Life at the cellular level must detect and respond correctly to diverse internal and external stimuli. The transcriptional regulatory system ensures the correct expression of specific genes at suitable times and plays a central role in controlling various biological processes: cell cycle, maintenance of intracellular metabolic and physiological balance, and cellular differentiation. Modifications in the regulatory system, such as different regulatory activity and specificity of transcription factors, are main sources for evolutionary adaptation and diversity. On the other hand, a considerable number of diseases result from a malfunctioning regulatory system.
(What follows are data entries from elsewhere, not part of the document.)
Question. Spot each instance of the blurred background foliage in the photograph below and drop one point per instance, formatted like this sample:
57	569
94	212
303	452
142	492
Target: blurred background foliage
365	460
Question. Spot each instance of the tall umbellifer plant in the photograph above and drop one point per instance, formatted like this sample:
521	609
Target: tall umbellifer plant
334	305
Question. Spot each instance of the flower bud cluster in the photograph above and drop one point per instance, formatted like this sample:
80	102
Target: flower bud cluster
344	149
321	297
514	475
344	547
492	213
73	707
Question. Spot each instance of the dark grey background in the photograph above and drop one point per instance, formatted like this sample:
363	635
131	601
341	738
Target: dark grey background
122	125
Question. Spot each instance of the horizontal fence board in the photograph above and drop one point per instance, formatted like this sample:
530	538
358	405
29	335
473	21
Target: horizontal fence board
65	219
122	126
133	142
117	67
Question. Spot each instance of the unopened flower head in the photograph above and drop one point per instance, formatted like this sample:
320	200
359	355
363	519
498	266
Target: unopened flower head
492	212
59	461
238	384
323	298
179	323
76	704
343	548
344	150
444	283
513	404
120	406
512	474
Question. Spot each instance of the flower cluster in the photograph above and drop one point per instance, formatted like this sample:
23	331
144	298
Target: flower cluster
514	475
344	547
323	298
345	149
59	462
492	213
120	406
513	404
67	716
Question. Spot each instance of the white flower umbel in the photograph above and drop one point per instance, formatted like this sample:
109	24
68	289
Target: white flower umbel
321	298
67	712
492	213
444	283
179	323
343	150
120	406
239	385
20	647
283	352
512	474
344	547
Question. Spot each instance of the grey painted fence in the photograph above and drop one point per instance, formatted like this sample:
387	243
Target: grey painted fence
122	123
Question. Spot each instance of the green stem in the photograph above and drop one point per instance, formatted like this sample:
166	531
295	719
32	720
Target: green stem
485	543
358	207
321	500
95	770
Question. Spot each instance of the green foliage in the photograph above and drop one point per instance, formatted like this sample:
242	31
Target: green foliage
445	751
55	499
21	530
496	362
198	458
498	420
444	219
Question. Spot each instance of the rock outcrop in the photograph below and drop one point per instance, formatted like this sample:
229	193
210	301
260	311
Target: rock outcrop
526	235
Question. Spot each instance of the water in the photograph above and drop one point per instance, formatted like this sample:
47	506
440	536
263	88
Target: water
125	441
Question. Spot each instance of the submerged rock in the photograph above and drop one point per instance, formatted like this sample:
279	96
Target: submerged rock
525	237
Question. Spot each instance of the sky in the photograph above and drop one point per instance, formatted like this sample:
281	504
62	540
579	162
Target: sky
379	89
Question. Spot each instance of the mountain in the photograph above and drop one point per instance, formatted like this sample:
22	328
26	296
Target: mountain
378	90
Organisms can adapt their metabolic activity to environmental nutritional changes by modifying the level of gene expression of specific enzymes. The research in our laboratory focuses on the mechanisms that control gene expression. The main area of interest is to understand how the transcriptional and translational regulatory networks interact with other cellular components such as the metabolic system. This involves the analysis of the mechanisms through which the cell senses nutrient availability and transmits that information to the level of gene expression. It also involves looking at the transcription and translation control, which govern the expression of genes involved in carbohydrate metabolism in the Gram-positive model organism Bacillus subtilis.

Several lines of research are being followed. Currently we are carrying out two major research projects:

  • Characterization of the AraR regulon comprising genes required for the extracellular degradation of polysaccharides, transport of oligomers and simple sugars, intracellular degradation and further catabolism.
  • Elucidation of the regulatory mechanisms of hemicelullases and design of efficient enzymatic systems for economic degradation of the plant cell wall, by genetic and biochemical characterization of enzymatic consortia involved in the degradation of plant cell wall polysaccharides.